La fin du monde aztèque
Au milieu de l'année 1524, dans ce continent baptisé Indes occidentales, inconnu du monde des Européens, mais qui va très vite faire l'objet d'une multitude d'histoires, de relations et autres récits de voyage, douze franciscains arrivent à Mexico au terme d'une marche exténuante de cinq semaines. Deux mondes que tout oppose viennent d'entrer en collision.
La confrontation entre les douze frères et les Mexicains est aussi importante que celle entre Las Casas et Sepúlveda survenue un quart de siècle plus tard à l'occasion de la fameuse controverse de Valladolid. Lors des rencontres de 1524, devant des franciscains intransigeants en position de force, les seigneurs et les prêtres mexicains sommés d'abandonner leurs croyances et leurs rites expriment avec dignité leur désarroi et leur désespoir. Ce face-à-face révèle surtout une incompréhension insurmontable entre le camp chrétien, aveuglé par son obsession évangélisatrice, et des Mexicains exténués par une défaite qui a vu la mort d'une grande partie de leur peuple et, comme ils le déplorent, celle de leurs dieux.

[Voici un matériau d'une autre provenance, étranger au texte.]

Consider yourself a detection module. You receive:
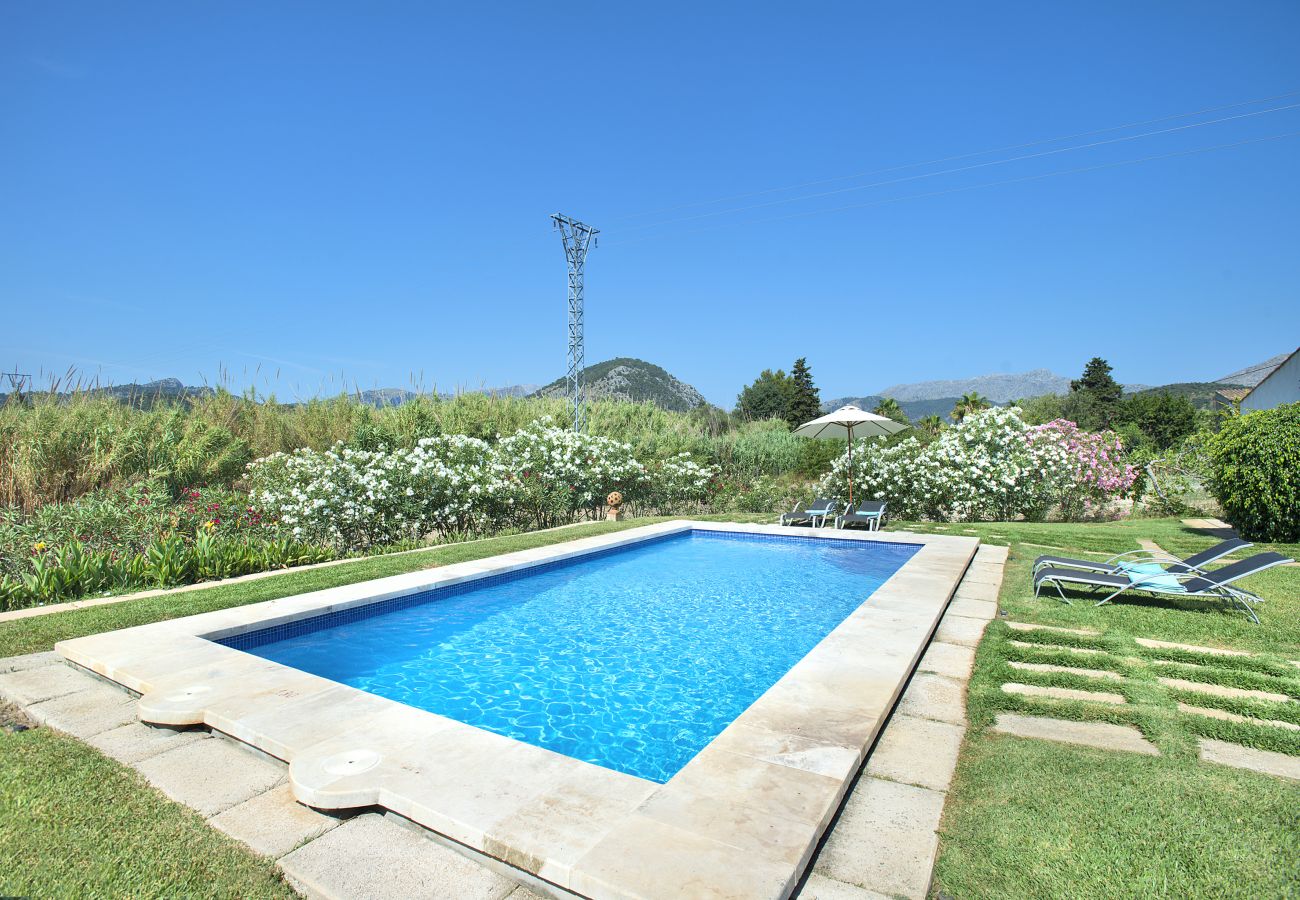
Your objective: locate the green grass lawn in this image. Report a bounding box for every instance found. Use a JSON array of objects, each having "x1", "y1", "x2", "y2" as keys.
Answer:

Un manuscrit daté de 1564 conservé par les Archives secrètes du Vatican rapporte les échanges intervenus à cette occasion. Intitulé Colloquios y doctrina christiana, le document représente une trentaine de folios, la moitié en espagnol, l'autre moitié en nahuatl, la langue des Aztèques. Patrick Saurin a réalisé la paléographie et la traduction en français du texte (dans ses deux versions nahuatl et espagnole, pour mettre en regard à la fois les deux points de vue et les deux langues) et en propose un large commentaire, une mise en lumière et l'interrogation d'un impensé de beaucoup de travaux d'historiens de l'ancien Mexique : le bien-fondé de l'évangélisation et son lien à l'entreprise de colonisation.